Double Awwwwwww when Eva Marie was kissing her ring goodbye for now when she took it off to have a lunch meeting with Fandango. Best. Scene. Ever. 19-year old JoJo freaking out about that was totally classic. When that girl grows up she will learn that a woman has to do what a woman has to do to get ahead. I have seen grown ass women, to quote the great Daniel Bryan (Bryan Danielson), take their wedding sets off in the club to get a free drink. All is fair, and men do the same stuff! Boom.
Another brilliant part was a Vincent cameo. He was chauffering around his love while Cameron made the call to another wardrobe maker. The costumes this guy came up with were beautiful, but when Naomi put hers on, those censors had to blur out her “cookie.” Wow. Needless to say, it wasn’t flattering to Naomi’s body type at all, and Cameron had the nerve to go to Seamstress Sandra and ask if she could fix it. Sandra wasn’t in the mood to play games and even when they forced an apology out of Cameron, Sandra still said no, she would not fix what someone else didn’t make right. Love it!!!
Didn’t exactly love Nikki Bella last night, that’s for sure! Spoiled rotten and snobby. Okay, who am I kidding. I LOVE Nikki, and once I saw the size of John’s personal closet, I wanted to cry tears of bitterness and hate because I will never come that close to luxury ever. It’s a shame because I would be the perfect trophy wife, but we’re not going to get into that. Casa de Cena was beautiful and I’m so glad we got to see Nikki and Brie Bella do a life swap so to speak.

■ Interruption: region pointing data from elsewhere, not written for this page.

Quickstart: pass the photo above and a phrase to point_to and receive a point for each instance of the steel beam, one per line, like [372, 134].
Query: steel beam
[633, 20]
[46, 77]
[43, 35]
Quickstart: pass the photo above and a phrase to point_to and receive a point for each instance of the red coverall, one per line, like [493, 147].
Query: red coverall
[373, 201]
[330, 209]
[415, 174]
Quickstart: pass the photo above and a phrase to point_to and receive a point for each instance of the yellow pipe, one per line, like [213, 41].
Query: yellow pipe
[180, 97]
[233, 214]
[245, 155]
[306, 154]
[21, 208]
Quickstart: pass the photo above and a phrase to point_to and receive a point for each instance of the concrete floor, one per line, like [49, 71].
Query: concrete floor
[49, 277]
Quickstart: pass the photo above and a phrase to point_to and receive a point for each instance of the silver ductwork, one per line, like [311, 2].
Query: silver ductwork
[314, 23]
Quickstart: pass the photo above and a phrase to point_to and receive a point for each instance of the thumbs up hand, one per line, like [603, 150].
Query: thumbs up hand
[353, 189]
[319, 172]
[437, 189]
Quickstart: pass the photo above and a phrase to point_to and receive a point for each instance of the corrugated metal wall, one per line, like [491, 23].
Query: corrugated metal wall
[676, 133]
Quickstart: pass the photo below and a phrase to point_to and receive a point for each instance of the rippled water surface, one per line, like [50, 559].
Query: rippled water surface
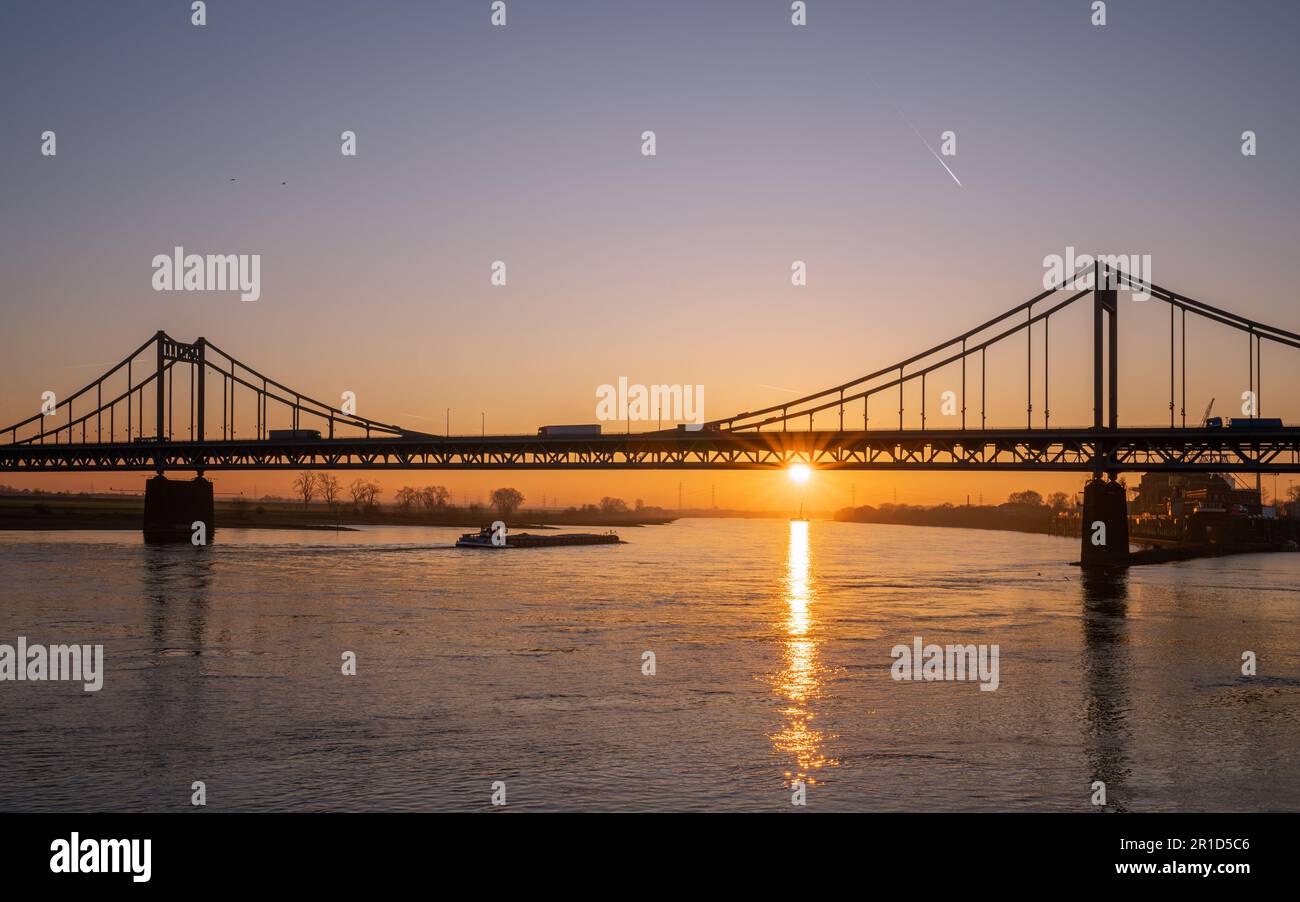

We know Brie is mother Earth and would be perfectly fine living off the land, but even she enjoyed her stay in the Cena castle, and when it was put up against Daniel Bryan‘s childhood home, she came to a huge realization that scared her. Brie finally realized how much she was willing to sacrifice for Daniel, because she loves him just that much. I definitely think there’s going to be a long discussion next episode about where Brie and Daniel end up raising their family. It made me kind of laugh when Cena asked Brie if Daniel’s childhood home was even big enough for two kids.
Oh and just to touch on the superficial, the wood chopping contest had some eyecandy. Totally swooning and drooling over John and Daniel. Totally hating on Brie and those abs. Girl has got it going on and I’m totes jelly. Seriously.
The lack of Natalya (Nattie) was rather depressing but next week should give us more of our favorite Canadian Diva. It also seems that JoJo is going to get a harsh reality check with what she’s signed up for. Total Divas is my FAVORITE addiction and I’m totally counting down the days until the next episode airs. It totally triumphs everything on the WWE’s actual wrestling programs, Monday Night Raw and Friday Night SmackDown. This week better fly by fast!